After about six months, Henry noticed that when he began raising his voice or losing his temper, Ashley would gently take his hand in her mouth or rub up against him. She would even climb into his lap if he was seated.
“Later on, I found out that she would come in the middle of the night and nudge me and lick me. My wife finally told me that Ashley was waking me when I was having nightmares. I don’t remember nightmares. I just wake up in cold, wet sweats and I don’t remember anything.”
Henry added that Ashley had been braving the family cat – “the bedroom is Emmy’s domain” – in her dedication to soothing the effects of his nightmares.
He decided to contact Dave Rafus at 1 Veteran Foundation, a Southern Arizona nonprofit which provides service dogs to veterans dealing with PTSD. Henry completed the required paperwork, obtained his doctor’s approval, and then Ashley was sent off to school for her PTSD service dog training.
Henry missed Ashley terribly while she was away at training. Fortunately for the pair, Ashley graduated from the eight-week program in just five weeks.
“She was away from me over Thanksgiving and I got her back just in time for Christmas!”
Despite her refusal to climb the dreaded open-backed stairs, Ashley passed her Service Dog Certification test with flying colors. The most challenging part of the test for many dogs is, of course, the food. However, that was no problem for Ashley.
“They take a hotdog piece and put it about four feet in front of her. She looked at it one time, then put her head back down. Fifteen minutes later, I told her she could have it.”
For the last three years, Henry has worked as a pre-need funeral advisor for Service Corps International, the largest funeral home provider in the United States, Canada, and Puerto Rico. He helps people make arrangements before the fact and he sells cemetery property. And thanks to Henry and Ashley, SCI now has a Standard Operating Procedure for service dogs in the company.
Prior to having Ashley as a service dog, Henry’s PTSD had kept him from company functions, such as the Awards Night.
“Since I’ve had her, we’ve been to Awards Night, where I wouldn’t go before.

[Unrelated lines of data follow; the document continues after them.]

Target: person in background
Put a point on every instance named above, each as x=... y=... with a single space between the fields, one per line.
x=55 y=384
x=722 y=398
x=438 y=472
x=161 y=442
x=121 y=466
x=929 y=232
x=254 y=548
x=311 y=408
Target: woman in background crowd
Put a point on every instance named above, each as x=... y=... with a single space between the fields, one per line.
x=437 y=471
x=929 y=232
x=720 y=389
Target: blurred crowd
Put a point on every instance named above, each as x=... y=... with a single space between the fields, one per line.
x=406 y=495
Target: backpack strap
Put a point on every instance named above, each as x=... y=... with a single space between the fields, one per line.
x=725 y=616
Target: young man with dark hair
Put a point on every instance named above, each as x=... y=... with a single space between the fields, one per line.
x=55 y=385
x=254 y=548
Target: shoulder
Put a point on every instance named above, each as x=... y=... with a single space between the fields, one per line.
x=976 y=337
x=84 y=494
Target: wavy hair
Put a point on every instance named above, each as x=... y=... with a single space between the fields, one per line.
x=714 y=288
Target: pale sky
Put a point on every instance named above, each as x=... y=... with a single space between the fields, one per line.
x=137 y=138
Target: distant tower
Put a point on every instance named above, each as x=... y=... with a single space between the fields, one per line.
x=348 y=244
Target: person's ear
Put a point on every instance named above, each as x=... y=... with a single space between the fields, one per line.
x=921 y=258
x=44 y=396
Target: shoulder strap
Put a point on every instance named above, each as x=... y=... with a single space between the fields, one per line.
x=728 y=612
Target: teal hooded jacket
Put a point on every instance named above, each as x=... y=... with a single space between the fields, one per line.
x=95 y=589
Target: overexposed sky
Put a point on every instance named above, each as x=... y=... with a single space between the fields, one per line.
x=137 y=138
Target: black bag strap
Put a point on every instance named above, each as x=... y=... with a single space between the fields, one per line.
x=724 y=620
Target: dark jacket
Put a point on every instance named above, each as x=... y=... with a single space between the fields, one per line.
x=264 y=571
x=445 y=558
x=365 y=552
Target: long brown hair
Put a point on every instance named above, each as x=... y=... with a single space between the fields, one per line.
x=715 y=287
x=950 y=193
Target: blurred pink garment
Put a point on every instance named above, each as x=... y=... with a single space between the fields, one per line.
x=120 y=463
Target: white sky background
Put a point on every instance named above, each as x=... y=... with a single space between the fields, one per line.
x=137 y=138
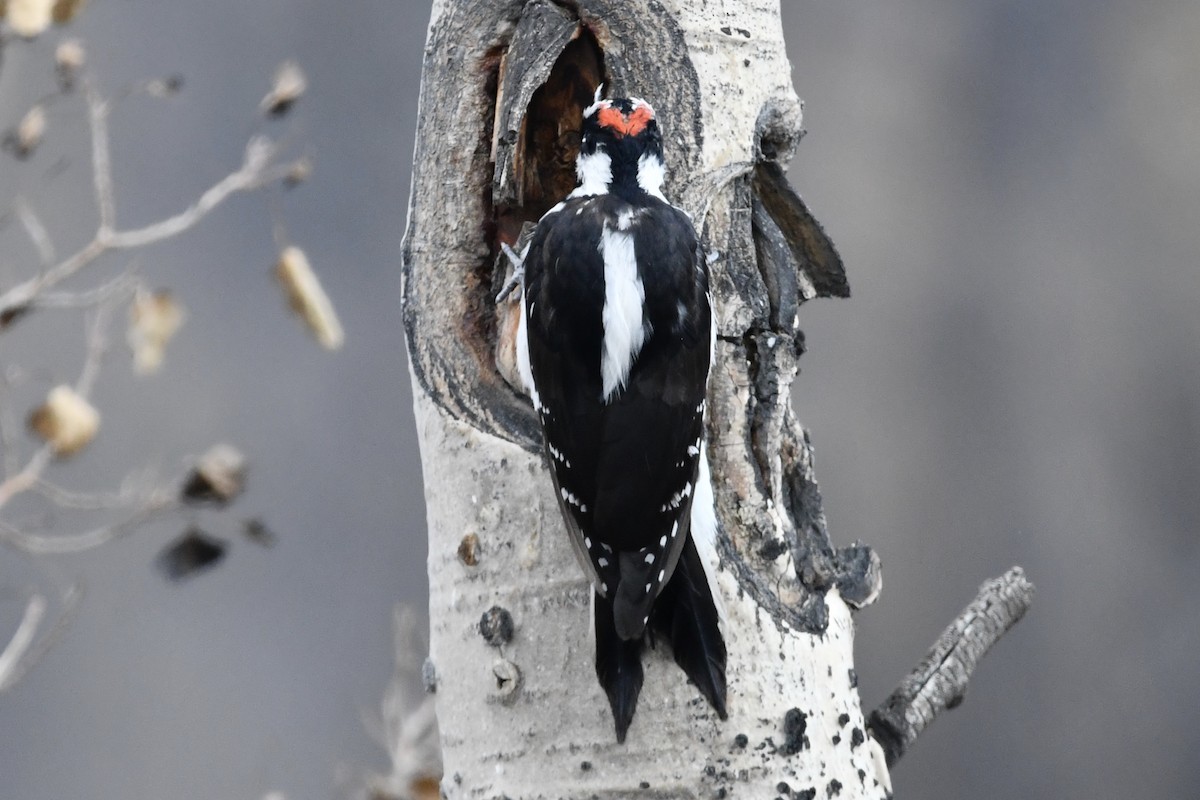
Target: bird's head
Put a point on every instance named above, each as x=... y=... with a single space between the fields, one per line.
x=621 y=149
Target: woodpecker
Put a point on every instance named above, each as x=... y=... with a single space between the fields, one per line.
x=615 y=346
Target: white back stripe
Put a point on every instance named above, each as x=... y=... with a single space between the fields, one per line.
x=623 y=299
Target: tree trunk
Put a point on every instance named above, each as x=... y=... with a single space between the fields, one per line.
x=520 y=710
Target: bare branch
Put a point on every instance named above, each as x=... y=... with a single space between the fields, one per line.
x=940 y=681
x=124 y=283
x=157 y=504
x=256 y=172
x=36 y=232
x=21 y=641
x=101 y=164
x=30 y=650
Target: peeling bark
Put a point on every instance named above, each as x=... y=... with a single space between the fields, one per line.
x=520 y=710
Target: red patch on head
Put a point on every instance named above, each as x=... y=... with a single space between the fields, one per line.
x=612 y=119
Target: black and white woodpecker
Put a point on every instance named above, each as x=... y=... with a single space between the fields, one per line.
x=615 y=346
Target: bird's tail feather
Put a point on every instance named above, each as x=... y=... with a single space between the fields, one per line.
x=687 y=615
x=618 y=666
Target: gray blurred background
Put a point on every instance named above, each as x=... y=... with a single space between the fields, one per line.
x=1015 y=190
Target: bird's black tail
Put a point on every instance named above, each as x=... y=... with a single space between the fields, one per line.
x=685 y=614
x=618 y=666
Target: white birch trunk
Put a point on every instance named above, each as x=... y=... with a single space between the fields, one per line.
x=523 y=716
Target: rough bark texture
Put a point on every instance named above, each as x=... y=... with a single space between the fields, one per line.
x=521 y=714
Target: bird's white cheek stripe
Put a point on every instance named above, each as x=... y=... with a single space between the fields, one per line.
x=594 y=173
x=651 y=174
x=623 y=300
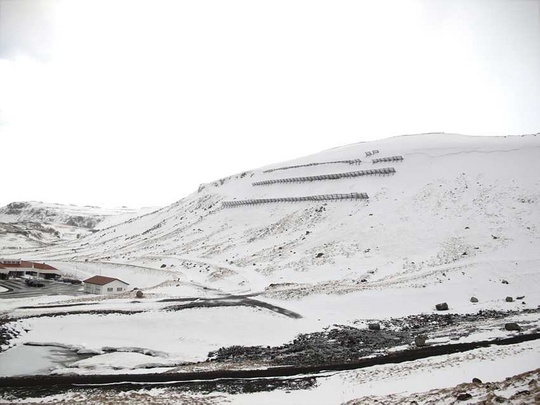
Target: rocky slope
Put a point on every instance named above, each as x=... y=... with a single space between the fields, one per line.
x=33 y=224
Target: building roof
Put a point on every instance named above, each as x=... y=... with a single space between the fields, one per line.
x=23 y=264
x=102 y=280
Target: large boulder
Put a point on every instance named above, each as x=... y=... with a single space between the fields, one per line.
x=442 y=306
x=512 y=326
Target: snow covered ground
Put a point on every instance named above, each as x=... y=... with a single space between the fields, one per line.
x=460 y=218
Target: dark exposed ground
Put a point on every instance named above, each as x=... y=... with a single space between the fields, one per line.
x=6 y=331
x=345 y=343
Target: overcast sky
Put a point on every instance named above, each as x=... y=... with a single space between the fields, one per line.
x=129 y=102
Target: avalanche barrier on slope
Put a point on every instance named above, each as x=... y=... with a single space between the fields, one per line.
x=388 y=159
x=353 y=161
x=383 y=172
x=322 y=197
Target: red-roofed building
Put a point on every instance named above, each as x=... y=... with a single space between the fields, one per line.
x=17 y=268
x=104 y=285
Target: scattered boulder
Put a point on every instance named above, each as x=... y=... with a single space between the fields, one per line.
x=464 y=396
x=512 y=326
x=442 y=306
x=420 y=340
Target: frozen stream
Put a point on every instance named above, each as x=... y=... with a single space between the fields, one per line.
x=34 y=360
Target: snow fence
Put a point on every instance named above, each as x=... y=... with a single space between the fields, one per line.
x=382 y=172
x=351 y=162
x=322 y=197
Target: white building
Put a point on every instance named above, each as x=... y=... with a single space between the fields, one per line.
x=17 y=268
x=104 y=285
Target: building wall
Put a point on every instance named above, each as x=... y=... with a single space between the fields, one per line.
x=114 y=287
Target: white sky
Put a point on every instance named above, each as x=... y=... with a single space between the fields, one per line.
x=130 y=102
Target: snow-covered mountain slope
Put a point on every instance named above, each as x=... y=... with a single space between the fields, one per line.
x=458 y=210
x=32 y=224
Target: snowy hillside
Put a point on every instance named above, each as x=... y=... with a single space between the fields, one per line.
x=32 y=224
x=454 y=204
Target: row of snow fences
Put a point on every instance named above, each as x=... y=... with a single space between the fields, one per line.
x=351 y=162
x=371 y=152
x=382 y=172
x=388 y=159
x=322 y=197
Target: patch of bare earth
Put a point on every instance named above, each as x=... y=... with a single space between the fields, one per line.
x=520 y=389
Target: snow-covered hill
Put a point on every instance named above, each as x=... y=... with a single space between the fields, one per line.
x=455 y=204
x=31 y=224
x=258 y=258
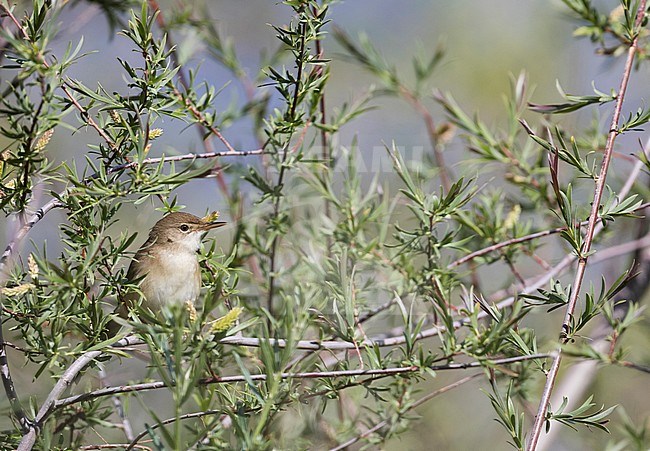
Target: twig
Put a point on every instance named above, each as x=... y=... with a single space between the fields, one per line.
x=381 y=372
x=187 y=416
x=276 y=203
x=588 y=239
x=61 y=386
x=415 y=404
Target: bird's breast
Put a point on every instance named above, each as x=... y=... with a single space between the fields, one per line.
x=172 y=278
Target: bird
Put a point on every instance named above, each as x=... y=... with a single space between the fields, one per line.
x=166 y=268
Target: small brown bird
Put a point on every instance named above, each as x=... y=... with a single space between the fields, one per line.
x=166 y=265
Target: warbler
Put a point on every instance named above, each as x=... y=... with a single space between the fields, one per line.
x=166 y=267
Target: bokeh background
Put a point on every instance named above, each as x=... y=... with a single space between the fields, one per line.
x=486 y=43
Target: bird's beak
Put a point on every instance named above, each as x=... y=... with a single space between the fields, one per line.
x=212 y=225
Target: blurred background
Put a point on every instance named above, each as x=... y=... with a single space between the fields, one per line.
x=486 y=43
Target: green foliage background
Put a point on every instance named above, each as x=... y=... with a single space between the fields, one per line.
x=349 y=231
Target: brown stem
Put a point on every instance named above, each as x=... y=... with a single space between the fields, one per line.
x=591 y=226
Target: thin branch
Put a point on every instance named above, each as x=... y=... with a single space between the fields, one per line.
x=417 y=403
x=543 y=233
x=588 y=239
x=276 y=203
x=186 y=416
x=381 y=372
x=61 y=386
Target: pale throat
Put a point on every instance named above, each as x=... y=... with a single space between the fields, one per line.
x=174 y=277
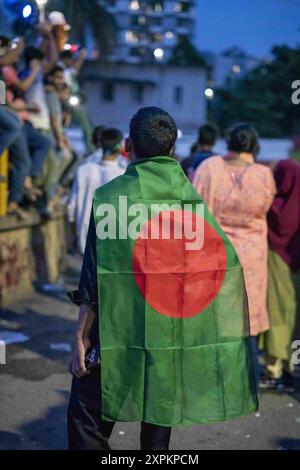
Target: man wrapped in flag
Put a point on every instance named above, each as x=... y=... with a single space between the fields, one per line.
x=162 y=299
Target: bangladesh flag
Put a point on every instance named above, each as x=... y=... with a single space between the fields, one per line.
x=174 y=328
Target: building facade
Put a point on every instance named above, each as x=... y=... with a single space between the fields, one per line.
x=116 y=92
x=149 y=29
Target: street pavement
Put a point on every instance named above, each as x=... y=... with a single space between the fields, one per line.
x=35 y=384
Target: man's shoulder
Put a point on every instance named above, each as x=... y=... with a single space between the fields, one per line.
x=118 y=186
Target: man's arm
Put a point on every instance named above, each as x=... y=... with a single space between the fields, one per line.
x=82 y=340
x=80 y=61
x=87 y=297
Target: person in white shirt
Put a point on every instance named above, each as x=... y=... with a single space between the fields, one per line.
x=95 y=171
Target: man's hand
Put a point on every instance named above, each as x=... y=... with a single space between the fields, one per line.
x=82 y=342
x=78 y=359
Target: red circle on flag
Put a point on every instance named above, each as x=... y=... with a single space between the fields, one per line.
x=175 y=280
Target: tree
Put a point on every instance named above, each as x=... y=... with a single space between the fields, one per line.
x=263 y=96
x=185 y=54
x=80 y=13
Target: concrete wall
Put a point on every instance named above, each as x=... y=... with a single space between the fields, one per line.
x=159 y=83
x=30 y=253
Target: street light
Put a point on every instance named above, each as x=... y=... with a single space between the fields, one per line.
x=209 y=93
x=42 y=5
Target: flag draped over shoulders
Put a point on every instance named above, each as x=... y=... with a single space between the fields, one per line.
x=174 y=327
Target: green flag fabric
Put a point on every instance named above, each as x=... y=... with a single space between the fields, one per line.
x=174 y=328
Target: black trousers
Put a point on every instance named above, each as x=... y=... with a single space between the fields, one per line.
x=86 y=430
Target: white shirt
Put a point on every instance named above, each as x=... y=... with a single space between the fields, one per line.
x=90 y=175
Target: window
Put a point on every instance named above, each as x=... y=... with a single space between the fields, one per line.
x=134 y=5
x=108 y=91
x=138 y=93
x=131 y=36
x=178 y=95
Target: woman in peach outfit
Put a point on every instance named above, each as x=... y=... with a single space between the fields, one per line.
x=239 y=192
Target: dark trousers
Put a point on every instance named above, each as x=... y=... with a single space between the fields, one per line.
x=86 y=430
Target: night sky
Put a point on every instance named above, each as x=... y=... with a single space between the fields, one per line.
x=253 y=25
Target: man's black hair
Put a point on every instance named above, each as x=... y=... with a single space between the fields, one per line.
x=111 y=140
x=97 y=135
x=207 y=135
x=66 y=54
x=153 y=133
x=32 y=53
x=243 y=138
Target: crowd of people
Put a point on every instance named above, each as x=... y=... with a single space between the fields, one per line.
x=259 y=210
x=41 y=80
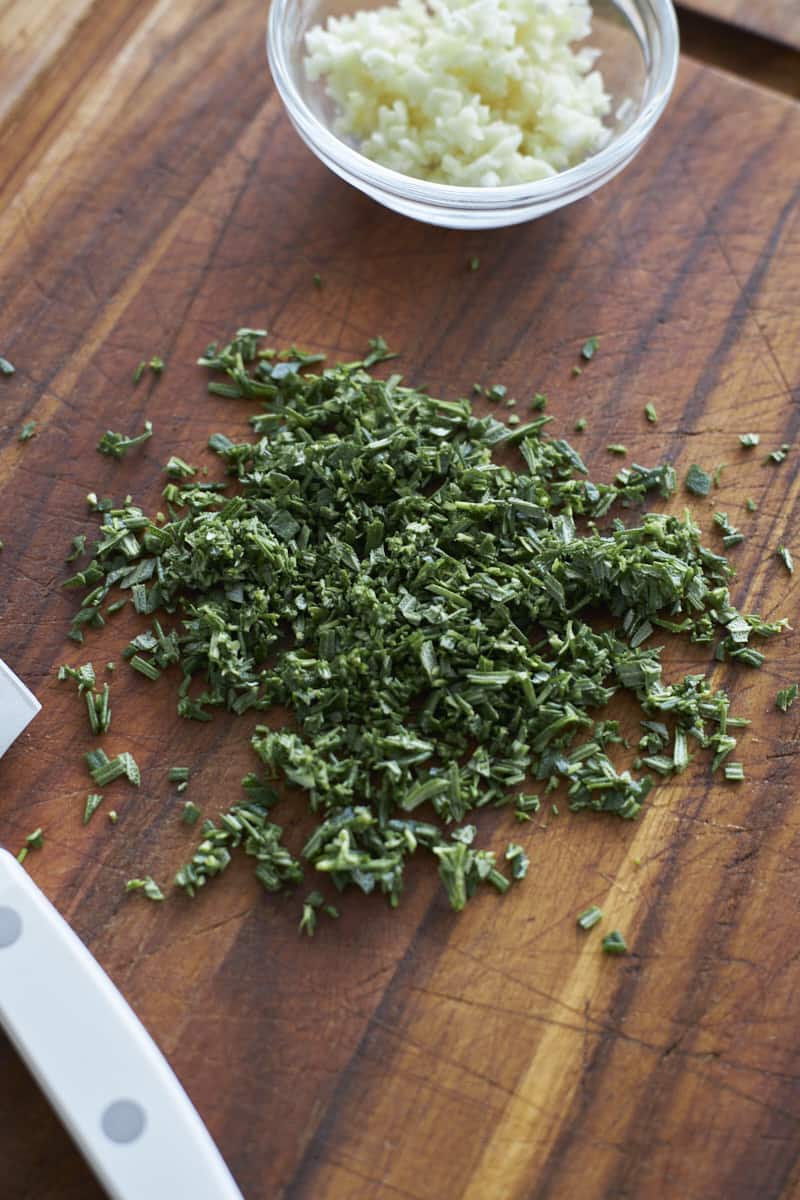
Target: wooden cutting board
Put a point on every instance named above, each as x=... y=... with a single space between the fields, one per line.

I wouldn’t go because of the large groups and crowds.”
When Henry and Ashley attended the company Awards Night together in California, little did they know a surprise awaited them.
“After all the dignitaries were announced, they said, ‘We have a special guest. Where is Ashley Monroe?’ So we had to strut up to the front, and Mike Ross, my boss, danced with her!”
I asked Henry about Ashley having her own last name “Monroe” – where did it come from?
“She came with that name. On her adoption papers, it says ‘Ashley Monroe.’ If you call her Ashley, she responds, but call her Ashley Monroe, and she responds like ‘uh oh, what did I do now?’ Just like a human kid, you know?”
Ashley will be three years old in October. Henry beams as he tells me the two of them are just getting started.